Integrate and Train Models on Reference Dataset and (Optionally) Infer on Query Datasets

The viewmastR function preprocesses one or two single-cell datasets (a reference and an optional query), splits the reference data into training and test sets, and optionally includes the ability to run inference on a query dataset for downstream analysis.
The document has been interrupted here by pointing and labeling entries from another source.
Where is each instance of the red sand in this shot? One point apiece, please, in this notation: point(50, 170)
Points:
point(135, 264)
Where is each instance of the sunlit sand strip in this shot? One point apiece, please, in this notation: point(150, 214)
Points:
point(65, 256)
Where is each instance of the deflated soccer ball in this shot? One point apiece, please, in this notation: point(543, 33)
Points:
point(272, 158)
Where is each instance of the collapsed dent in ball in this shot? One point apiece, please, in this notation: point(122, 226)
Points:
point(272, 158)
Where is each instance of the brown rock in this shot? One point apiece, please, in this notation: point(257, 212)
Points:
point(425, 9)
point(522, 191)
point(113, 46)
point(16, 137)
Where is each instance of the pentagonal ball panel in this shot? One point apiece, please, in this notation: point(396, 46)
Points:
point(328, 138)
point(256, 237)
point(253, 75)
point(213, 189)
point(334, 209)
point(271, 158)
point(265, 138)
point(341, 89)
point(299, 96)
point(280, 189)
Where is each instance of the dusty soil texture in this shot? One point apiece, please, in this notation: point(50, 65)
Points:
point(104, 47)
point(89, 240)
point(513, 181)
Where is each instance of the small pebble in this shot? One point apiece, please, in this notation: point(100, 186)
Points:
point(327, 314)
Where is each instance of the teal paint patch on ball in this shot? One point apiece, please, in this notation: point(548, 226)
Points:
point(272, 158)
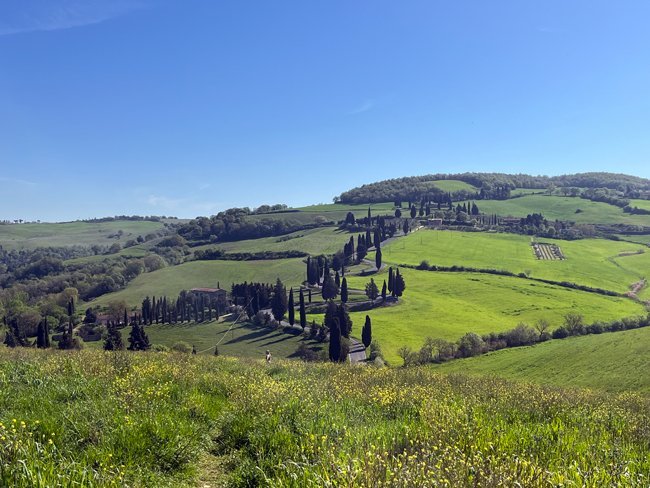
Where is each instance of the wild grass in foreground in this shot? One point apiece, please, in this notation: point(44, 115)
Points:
point(146, 419)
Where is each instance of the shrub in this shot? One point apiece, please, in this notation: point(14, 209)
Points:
point(182, 347)
point(560, 333)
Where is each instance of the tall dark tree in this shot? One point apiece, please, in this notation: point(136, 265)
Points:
point(362, 249)
point(366, 332)
point(335, 341)
point(113, 341)
point(399, 286)
point(291, 308)
point(46, 331)
point(279, 301)
point(329, 290)
point(303, 314)
point(40, 335)
point(345, 322)
point(138, 340)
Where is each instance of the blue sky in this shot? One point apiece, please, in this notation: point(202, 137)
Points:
point(187, 107)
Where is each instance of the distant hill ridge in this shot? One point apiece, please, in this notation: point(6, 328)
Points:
point(491, 185)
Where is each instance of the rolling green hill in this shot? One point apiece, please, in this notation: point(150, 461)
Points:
point(562, 208)
point(453, 185)
point(598, 263)
point(325, 240)
point(616, 361)
point(30, 236)
point(171, 280)
point(241, 340)
point(448, 305)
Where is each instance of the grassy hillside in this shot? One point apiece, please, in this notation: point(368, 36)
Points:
point(170, 281)
point(326, 240)
point(644, 204)
point(240, 340)
point(30, 236)
point(562, 208)
point(328, 212)
point(594, 262)
point(453, 185)
point(448, 305)
point(614, 361)
point(146, 419)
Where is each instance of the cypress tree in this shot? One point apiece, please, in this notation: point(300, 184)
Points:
point(291, 308)
point(345, 322)
point(366, 332)
point(344, 291)
point(113, 341)
point(303, 314)
point(399, 286)
point(335, 342)
point(329, 290)
point(46, 328)
point(40, 335)
point(279, 301)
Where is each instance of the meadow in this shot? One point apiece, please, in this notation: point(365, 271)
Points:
point(31, 236)
point(644, 204)
point(562, 208)
point(600, 263)
point(612, 361)
point(447, 305)
point(329, 212)
point(454, 185)
point(317, 241)
point(171, 280)
point(91, 418)
point(239, 339)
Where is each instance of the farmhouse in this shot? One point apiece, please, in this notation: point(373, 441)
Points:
point(218, 295)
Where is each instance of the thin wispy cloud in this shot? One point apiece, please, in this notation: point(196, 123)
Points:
point(17, 181)
point(185, 206)
point(20, 16)
point(365, 107)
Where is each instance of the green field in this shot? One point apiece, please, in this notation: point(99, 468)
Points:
point(171, 280)
point(644, 204)
point(453, 185)
point(562, 208)
point(612, 361)
point(90, 418)
point(240, 339)
point(328, 212)
point(30, 236)
point(326, 240)
point(448, 305)
point(527, 191)
point(591, 262)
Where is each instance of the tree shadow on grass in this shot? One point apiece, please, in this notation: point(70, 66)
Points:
point(255, 336)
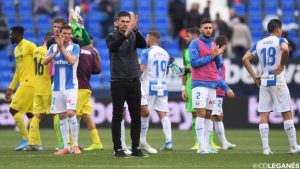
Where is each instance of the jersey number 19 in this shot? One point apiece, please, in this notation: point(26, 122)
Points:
point(269, 56)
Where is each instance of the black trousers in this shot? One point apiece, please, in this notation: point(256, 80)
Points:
point(129, 91)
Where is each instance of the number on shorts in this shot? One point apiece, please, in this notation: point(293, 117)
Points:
point(198, 95)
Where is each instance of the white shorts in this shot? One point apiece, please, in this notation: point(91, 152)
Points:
point(158, 103)
point(204, 97)
point(144, 98)
point(276, 98)
point(63, 101)
point(219, 107)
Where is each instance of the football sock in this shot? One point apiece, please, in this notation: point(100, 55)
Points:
point(21, 125)
point(291, 132)
point(144, 129)
point(166, 123)
point(264, 134)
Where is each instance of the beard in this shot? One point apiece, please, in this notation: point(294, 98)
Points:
point(13, 41)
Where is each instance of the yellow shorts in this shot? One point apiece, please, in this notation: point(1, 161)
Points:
point(23, 99)
point(41, 104)
point(84, 105)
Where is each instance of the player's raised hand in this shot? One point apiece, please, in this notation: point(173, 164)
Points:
point(230, 93)
point(59, 41)
point(8, 95)
point(184, 95)
point(278, 70)
point(217, 51)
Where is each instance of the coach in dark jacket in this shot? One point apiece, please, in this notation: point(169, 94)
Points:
point(125, 84)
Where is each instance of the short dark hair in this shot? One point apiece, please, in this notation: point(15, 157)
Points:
point(192, 30)
point(204, 21)
point(273, 25)
point(65, 27)
point(48, 36)
point(221, 40)
point(60, 20)
point(123, 13)
point(18, 29)
point(91, 37)
point(154, 34)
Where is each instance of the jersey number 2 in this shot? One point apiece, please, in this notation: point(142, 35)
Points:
point(160, 66)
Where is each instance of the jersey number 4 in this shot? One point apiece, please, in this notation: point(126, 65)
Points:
point(39, 67)
point(269, 56)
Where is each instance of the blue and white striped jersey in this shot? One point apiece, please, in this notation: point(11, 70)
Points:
point(65, 76)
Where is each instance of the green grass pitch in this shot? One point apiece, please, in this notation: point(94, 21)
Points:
point(247, 153)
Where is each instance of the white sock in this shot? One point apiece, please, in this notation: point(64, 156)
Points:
point(291, 132)
point(166, 123)
point(123, 132)
point(74, 129)
point(208, 129)
point(144, 129)
point(64, 128)
point(219, 126)
point(264, 134)
point(200, 128)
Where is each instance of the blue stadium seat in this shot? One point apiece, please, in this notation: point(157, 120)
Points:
point(161, 3)
point(9, 10)
point(239, 9)
point(288, 4)
point(255, 3)
point(288, 12)
point(287, 20)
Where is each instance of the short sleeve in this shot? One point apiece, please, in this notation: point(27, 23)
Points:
point(283, 40)
point(76, 50)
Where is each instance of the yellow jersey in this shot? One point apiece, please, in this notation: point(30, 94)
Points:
point(42, 73)
point(24, 64)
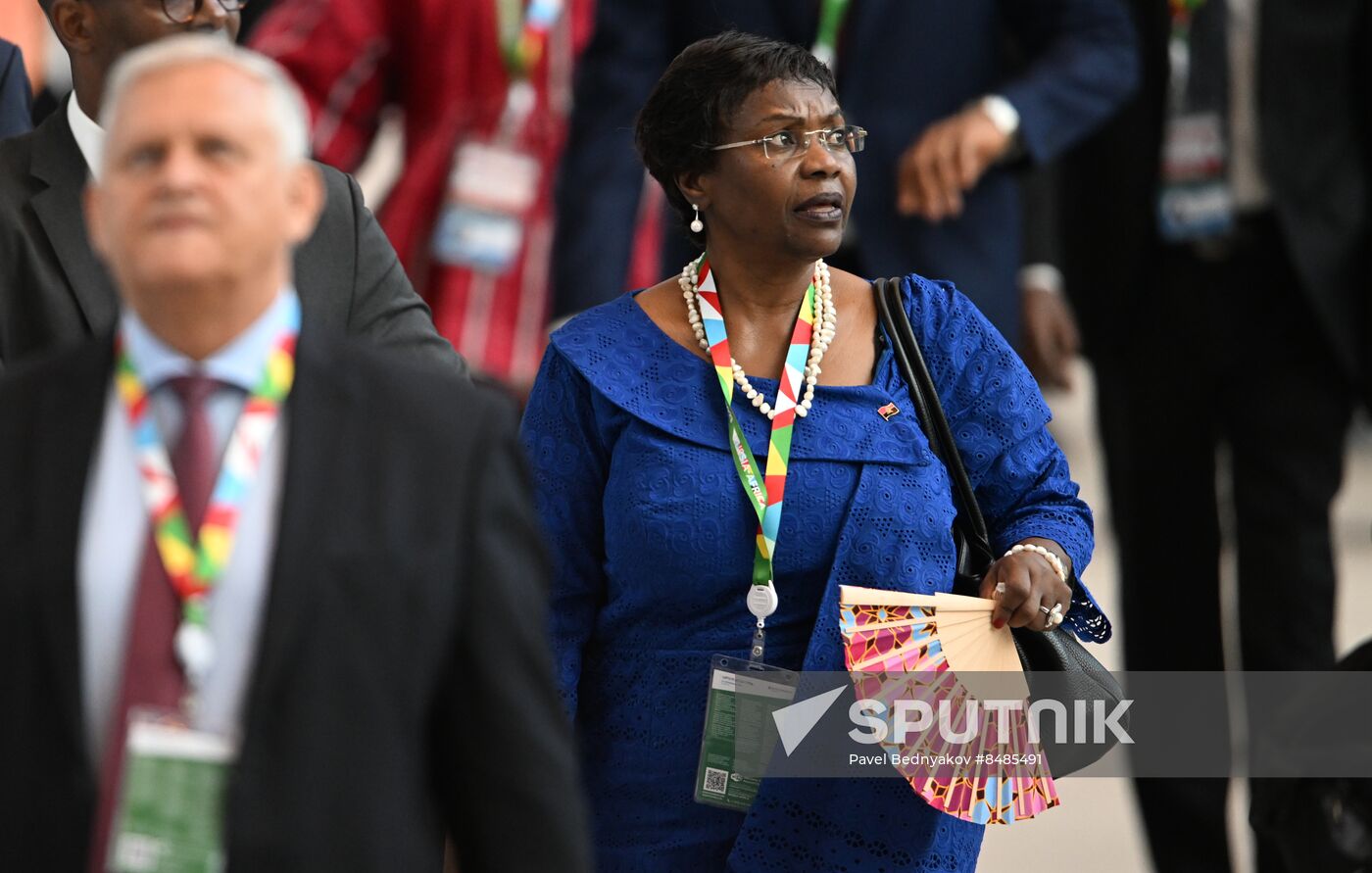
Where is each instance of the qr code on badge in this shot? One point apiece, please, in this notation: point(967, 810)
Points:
point(716, 781)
It then applies specified modeling functions (e.g., MLR, NN, NB) to train and optionally predict on the query data.

Usage

viewmastR(
  query_cds,
  ref_cds,
  ref_celldata_col,
  query_celldata_col = NULL,
  FUNC = c("mlr", "nn", "nb"),
  norm_method = c("log", "binary", "size_only", "none"),
  selected_features = NULL,
  train_frac = 0.8,
  tf_idf = FALSE,
  scale = FALSE,
  hidden_layers = c(as.integer(500), as.integer(100)),
  learning_rate = 0.001,
  max_epochs = 5,
  LSImethod = 1,
  verbose = TRUE,
  backend = c("auto", "wgpu", "nd", "candle"),
  threshold = NULL,
  keras_model = NULL,
  model_dir = "/tmp/sc_local",
  return_probs = FALSE,
  return_type = c("object", "list"),
  debug = FALSE,
  train_only = FALSE,
  addbias = FALSE,
  ...
)

Arguments

query_cds: A Seurat or cell_data_set object representing the query dataset. If NULL, the function will operate in "reference-only" mode, using the reference dataset for training and testing only.
ref_cds: A Seurat or cell_data_set object representing the reference dataset. This is required.
ref_celldata_col: A character string specifying the metadata column in ref_cds that contains the cell labels.
query_celldata_col: A character string specifying a metadata column name in query_cds (or reference in reference-only mode) where predicted labels should be stored. If NULL, defaults to "viewmastR_pred".
FUNC: A character string specifying the modeling function to apply. One of "mlr", "nn", or "nb".
norm_method: Character string indicating the normalization method. One of "log", "binary", "size_only", or "none".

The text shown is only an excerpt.